Fits cumulative link models (CLMs) such as the propotional odds
model. The model allows for various link functions and structured
thresholds that restricts the thresholds or cut-points to be e.g.,
equidistant or symmetrically arranged around the central
threshold(s). Nominal effects (partial proportional odds with the
logit link) are also allowed.
A modified Newton algorithm is used to optimize the likelihood function.
a formula expression as for regression models, of the form
response ~ predictors. The response should be a factor
(preferably an ordered factor), which will be interpreted as an
ordinal response with levels ordered as in the factor.
The model must have an intercept: attempts to remove one will
lead to a warning and will be ignored. An offset may be used. See the
documentation of formula for other details.
scale
an optional formula expression, of the form
~ predictors, i.e. with an empty left hand side.

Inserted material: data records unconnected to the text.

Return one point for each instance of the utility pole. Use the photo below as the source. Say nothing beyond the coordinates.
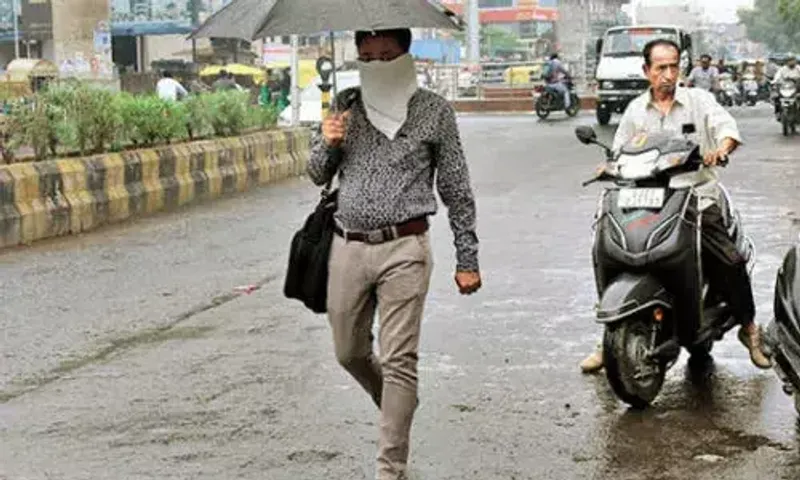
(473, 32)
(194, 10)
(295, 95)
(16, 27)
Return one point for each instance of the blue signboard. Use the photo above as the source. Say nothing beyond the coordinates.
(158, 17)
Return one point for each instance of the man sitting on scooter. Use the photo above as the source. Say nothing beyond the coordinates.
(705, 75)
(555, 75)
(786, 72)
(666, 106)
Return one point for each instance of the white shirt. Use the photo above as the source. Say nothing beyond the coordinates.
(692, 105)
(787, 73)
(169, 89)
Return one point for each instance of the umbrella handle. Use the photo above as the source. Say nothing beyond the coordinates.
(335, 91)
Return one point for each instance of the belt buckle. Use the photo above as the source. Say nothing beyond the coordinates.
(374, 236)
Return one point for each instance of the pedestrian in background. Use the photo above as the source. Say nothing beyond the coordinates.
(387, 147)
(170, 89)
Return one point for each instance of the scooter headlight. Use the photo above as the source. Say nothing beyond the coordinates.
(788, 89)
(633, 166)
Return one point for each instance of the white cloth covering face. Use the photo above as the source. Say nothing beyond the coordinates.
(386, 88)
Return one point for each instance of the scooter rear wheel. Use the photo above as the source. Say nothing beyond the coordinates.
(635, 379)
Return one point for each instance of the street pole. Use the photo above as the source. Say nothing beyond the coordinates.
(16, 28)
(295, 96)
(473, 32)
(195, 13)
(586, 32)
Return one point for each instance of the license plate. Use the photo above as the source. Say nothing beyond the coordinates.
(641, 198)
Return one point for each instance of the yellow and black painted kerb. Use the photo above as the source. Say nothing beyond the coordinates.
(68, 196)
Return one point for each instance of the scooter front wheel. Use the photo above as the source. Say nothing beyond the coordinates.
(543, 106)
(635, 378)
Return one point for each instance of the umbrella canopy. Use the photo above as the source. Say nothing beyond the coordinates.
(254, 19)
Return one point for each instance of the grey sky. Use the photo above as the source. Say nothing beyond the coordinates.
(722, 11)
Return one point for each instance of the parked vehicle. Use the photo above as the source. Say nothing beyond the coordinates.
(728, 94)
(783, 333)
(789, 111)
(551, 100)
(619, 73)
(750, 89)
(653, 296)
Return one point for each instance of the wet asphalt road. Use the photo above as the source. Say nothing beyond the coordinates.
(128, 353)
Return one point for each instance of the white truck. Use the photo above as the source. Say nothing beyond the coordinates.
(620, 75)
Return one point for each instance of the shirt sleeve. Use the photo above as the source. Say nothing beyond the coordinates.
(323, 161)
(627, 127)
(455, 190)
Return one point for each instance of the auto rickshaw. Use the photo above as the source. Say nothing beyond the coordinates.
(26, 76)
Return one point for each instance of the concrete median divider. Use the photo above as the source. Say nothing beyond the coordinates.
(40, 200)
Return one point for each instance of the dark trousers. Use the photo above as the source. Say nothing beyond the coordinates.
(725, 267)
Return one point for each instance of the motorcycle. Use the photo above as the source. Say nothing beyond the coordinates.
(787, 98)
(750, 89)
(653, 296)
(728, 93)
(783, 333)
(551, 100)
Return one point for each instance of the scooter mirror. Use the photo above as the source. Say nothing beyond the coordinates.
(586, 135)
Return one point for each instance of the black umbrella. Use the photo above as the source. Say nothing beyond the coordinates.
(254, 19)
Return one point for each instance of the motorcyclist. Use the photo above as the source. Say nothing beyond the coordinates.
(786, 72)
(556, 76)
(722, 67)
(667, 107)
(705, 75)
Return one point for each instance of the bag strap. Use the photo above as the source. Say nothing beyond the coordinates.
(345, 101)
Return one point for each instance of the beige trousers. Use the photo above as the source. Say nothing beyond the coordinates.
(392, 278)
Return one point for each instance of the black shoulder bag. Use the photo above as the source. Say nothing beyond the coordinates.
(310, 250)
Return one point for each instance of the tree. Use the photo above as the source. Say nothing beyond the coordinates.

An offset may be used. Variables included here will have
multiplicative effects and can be interpreted as effects on the
scale (or dispersion) of a latent distribution.
nominal
an optional formula of the form ~ predictors, i.e. with an
empty left hand side. The effects of the predictors in this formula
are assumed to be nominal rather than ordinal -
this corresponds to the so-called partial
proportional odds (with the logit link).
data
an optional data frame in which to interpret the variables occurring
in the formulas.
weights
optional case weights in fitting. Defaults to 1. Negative weights
are not allowed.
start
initial values for the parameters in the format
c(alpha, beta, zeta), where alpha are the threshold
parameters (adjusted for potential nominal effects), beta are the
regression parameters and zeta are the scale parameters.
subset
expression saying which subset of the rows of the data should be used
in the fit. All observations are included by default.
doFit
logical for whether the model should be fit or the model
environment should be returned.
na.action
a function to filter missing data. Applies to terms in all three
formulae.
contrasts
a list of contrasts to be used for some or all of
the factors appearing as variables in the model formula.
model
logical for whether the model frame should be part of the returned
object.
control
a list of control parameters passed on to
clm.control.
link
link function, i.e., the type of location-scale distribution
assumed for the latent distribution. The default "logit" link
gives the proportional odds model.
threshold
specifies a potential structure for the thresholds
(cut-points). "flexible" provides the standard unstructured
thresholds, "symmetric" restricts the distance between the
thresholds to be symmetric around the central one or two thresholds
for odd or equal numbers or thresholds respectively,
"symmetric2" restricts the latent
mean in the reference group to zero; this means that the central
threshold (even no. response levels) is zero or that the two central
thresholds are equal apart from their sign (uneven no. response
levels), and
"equidistant" restricts the distance between consecutive
thresholds to be of the same size.
...
additional arguments are passed on to clm.control.
Details
This is a new (as of August 2011) improved implementation of CLMs. The
old implementation is available in clm2, but will
probably be removed at some point.
There are methods for the standard model-fitting functions, including
summary,
anova,
model.frame,
model.matrix,
drop1,
dropterm,
step,
stepAIC,
extractAIC,
AIC,
coef,
nobs,
profile,
confint,
vcov and
slice.
Value
If doFit = FALSE the result is an environment
representing the model ready to be optimized.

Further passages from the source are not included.